With light trucks accounting for something around 40% of total U.S. market share, critical readers may find our 1996 Best Engines selections -- with not a single truck engine in the group -- delinquent in its tacit disregard for what's generally accepted as a Full-Blown Market Trend.
For an answer to why no truck engine has yet muscled its way onto the Best Engines list, look no further than our no-nonsense rating system: each nominated engine is judged head-to-head against every other. Each must survive on its own inherent merits -- no "handicapping" is accepted.

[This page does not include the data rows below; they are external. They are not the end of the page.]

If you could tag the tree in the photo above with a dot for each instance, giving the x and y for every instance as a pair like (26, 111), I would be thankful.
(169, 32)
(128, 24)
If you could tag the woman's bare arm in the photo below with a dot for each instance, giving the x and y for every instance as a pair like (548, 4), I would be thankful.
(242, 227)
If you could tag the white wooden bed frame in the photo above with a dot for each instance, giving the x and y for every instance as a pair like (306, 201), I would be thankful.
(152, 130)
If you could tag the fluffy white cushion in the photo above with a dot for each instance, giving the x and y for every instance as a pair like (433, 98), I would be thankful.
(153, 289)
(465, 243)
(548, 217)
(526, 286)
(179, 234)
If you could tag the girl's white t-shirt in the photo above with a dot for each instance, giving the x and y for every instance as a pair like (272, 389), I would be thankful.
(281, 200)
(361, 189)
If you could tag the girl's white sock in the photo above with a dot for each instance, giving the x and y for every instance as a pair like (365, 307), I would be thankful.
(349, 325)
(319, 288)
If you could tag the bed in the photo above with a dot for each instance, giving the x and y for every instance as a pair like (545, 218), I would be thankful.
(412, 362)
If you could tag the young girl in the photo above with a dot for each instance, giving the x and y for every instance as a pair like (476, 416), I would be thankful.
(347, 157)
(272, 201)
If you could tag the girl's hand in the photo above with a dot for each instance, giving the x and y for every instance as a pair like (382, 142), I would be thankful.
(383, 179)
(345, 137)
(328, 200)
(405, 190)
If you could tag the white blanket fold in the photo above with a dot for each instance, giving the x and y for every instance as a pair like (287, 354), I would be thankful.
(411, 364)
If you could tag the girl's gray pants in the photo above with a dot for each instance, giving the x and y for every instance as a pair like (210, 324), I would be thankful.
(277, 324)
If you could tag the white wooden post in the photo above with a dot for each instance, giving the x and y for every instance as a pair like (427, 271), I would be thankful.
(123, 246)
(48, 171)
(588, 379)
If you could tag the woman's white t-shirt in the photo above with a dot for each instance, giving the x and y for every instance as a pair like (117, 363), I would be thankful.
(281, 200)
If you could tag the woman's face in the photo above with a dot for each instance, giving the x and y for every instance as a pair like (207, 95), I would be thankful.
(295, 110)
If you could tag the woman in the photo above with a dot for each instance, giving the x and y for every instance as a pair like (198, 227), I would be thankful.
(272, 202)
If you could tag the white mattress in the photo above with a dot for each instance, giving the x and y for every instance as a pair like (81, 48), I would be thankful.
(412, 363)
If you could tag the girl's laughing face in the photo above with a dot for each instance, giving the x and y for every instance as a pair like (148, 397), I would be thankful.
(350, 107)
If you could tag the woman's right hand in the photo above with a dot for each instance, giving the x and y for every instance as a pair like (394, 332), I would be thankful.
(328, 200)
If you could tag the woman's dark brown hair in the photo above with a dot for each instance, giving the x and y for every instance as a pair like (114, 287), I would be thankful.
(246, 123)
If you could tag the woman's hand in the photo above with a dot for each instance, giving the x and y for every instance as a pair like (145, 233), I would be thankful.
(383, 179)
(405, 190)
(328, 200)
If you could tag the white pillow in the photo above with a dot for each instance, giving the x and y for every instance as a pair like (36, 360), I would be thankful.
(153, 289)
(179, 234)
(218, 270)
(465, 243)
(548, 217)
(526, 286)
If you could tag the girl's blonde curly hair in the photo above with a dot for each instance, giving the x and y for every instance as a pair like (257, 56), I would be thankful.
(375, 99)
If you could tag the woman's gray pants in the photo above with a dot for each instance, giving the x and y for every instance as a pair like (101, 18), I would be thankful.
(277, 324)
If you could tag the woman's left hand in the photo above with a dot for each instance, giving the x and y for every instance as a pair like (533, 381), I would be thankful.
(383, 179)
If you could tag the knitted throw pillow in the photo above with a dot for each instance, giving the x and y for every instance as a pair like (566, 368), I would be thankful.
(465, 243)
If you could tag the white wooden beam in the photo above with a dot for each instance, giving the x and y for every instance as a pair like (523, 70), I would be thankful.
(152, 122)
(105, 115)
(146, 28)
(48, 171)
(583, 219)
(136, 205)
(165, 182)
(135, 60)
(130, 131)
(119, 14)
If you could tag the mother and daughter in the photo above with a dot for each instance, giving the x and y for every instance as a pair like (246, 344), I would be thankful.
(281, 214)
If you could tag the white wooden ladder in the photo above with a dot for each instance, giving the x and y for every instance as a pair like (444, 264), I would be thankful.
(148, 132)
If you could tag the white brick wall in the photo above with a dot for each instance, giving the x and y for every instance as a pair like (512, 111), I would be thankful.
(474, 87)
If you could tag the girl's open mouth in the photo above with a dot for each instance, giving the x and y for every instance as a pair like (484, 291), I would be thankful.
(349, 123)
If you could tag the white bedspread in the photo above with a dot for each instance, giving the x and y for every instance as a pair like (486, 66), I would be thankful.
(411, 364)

In that format, truck engines don't really have a prayer. As a group, they remain slow-revving, low-revving cast iron lumps that tend to rely on aging architecture and pure displacement to get the job done.
Consider, too, that they're relegated to vehicles invariably weighing two tons or more, and nothing saps one's perception of an engine's strength and responsiveness like a ponderous power-to-weight ratio.
So, pitted against some of the world's most refined passenger-car engines, even the current top-drawer truck engines end up a drawer or two short.
There is hope. Look next year for some new-technology truck engines to fare better against their passenger-car counterparts.
Best truck-engine bets for 1997?'s 4.6L and 5.4L "Triton" single overhead cam (SOHC) V-8s, complete with alloy cylinder heads, and any number of upmarket imported sport/utility vehicles, most of which will be propelled by high-tech, all-aluminum overhead-cam powerplants.